Susie Salmon

In The Lovely Bones, Susie is the narrator. She is fourteen years old and the eldest of the three Salmon children. Susie is raped and murdered by her Mr Harvey her neighbour as she walks home from school. She is a young girl with lots of dreams, one of which is to be a wildlife photographer. Susie has a very strong relationship with her father and she is close to her sister Lindsey. She enjoys being the older sister to her little brother Buckley. She loves and understands her mother.
Susie role in the novel is to observe and reflect. At times she does make her presence known to the living in various ways. One example would be when Susie is with Lindsey as she searches Mr. Harvey’s house and she leads her sister into the upstairs rooms. Susie is deeply loved and in The Lovely Bones much of what happens occurs because of someone longing for or searching for Susie. It is important to note that although it may happen indirectly, Susie influences decisions and outcomes in the novel.

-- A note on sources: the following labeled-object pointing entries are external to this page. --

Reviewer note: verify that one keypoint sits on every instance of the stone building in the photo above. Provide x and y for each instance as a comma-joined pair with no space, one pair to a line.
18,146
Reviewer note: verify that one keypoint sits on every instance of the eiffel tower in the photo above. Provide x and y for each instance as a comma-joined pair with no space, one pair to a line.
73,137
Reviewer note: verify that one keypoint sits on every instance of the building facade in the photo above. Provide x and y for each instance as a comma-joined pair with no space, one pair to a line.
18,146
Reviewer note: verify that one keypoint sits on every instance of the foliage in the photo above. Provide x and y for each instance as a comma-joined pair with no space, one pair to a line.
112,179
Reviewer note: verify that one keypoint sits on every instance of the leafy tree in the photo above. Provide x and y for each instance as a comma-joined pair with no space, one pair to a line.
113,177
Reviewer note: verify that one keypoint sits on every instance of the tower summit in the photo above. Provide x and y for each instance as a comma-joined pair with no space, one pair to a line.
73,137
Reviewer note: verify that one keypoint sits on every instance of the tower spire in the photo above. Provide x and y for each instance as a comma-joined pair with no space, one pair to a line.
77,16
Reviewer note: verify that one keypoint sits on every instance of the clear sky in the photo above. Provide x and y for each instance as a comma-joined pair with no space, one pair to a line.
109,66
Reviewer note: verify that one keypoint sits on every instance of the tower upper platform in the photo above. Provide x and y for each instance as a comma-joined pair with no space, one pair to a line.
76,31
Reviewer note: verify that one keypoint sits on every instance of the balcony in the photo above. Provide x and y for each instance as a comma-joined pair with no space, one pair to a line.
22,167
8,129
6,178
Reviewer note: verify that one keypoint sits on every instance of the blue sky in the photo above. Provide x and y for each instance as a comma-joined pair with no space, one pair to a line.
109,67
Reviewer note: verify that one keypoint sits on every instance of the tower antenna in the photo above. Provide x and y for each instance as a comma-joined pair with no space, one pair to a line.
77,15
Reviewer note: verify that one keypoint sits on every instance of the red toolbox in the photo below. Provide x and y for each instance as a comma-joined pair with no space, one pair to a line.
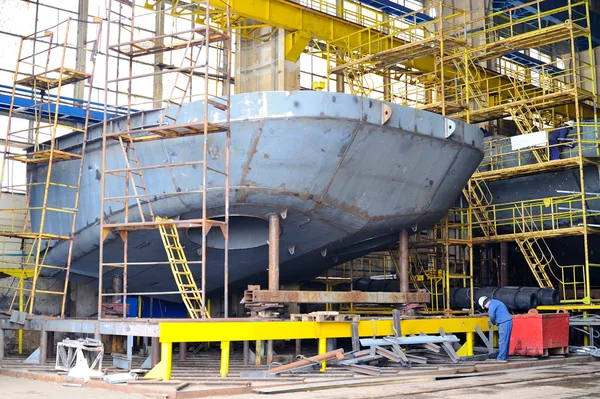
540,334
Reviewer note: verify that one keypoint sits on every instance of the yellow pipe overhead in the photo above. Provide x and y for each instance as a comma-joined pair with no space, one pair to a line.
319,25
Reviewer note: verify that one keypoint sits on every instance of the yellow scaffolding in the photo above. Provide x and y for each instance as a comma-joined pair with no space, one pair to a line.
128,201
45,65
374,61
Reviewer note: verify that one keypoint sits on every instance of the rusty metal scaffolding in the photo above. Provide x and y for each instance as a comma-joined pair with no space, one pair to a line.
127,203
46,64
486,69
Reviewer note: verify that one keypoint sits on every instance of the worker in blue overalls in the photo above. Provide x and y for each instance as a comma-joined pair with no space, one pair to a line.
499,316
557,138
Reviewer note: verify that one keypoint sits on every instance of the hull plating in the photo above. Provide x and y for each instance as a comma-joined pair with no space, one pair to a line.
348,182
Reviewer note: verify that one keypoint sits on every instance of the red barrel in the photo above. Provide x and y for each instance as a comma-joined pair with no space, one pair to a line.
540,334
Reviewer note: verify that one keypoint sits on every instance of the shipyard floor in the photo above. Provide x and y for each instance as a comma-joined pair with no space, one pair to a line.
557,382
560,377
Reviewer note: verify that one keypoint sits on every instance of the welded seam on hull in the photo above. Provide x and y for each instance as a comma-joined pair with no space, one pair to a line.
339,165
241,194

In The Lovely Bones the struggle for Susie is to work out what it is to be dead. In the novel her sister Lindsey must learn how to grow up and figure out what it means to live. Susie must cope with what it means not to grow up; she has to learn what it means to be dead. Susie learns that she is on a journey and the dead, like the living, must let go. This is very hard for Susie as she desperately wants to live.
Susie does find a way to return to earth, through Ruth. Susie wants to kiss Ray one more time to see where that kiss would lead. Ruth wants to understand the dead, she wants to see them. After this happens Susie is able to watch her family heal and become a new family. This new family is one that she is and is not a part of.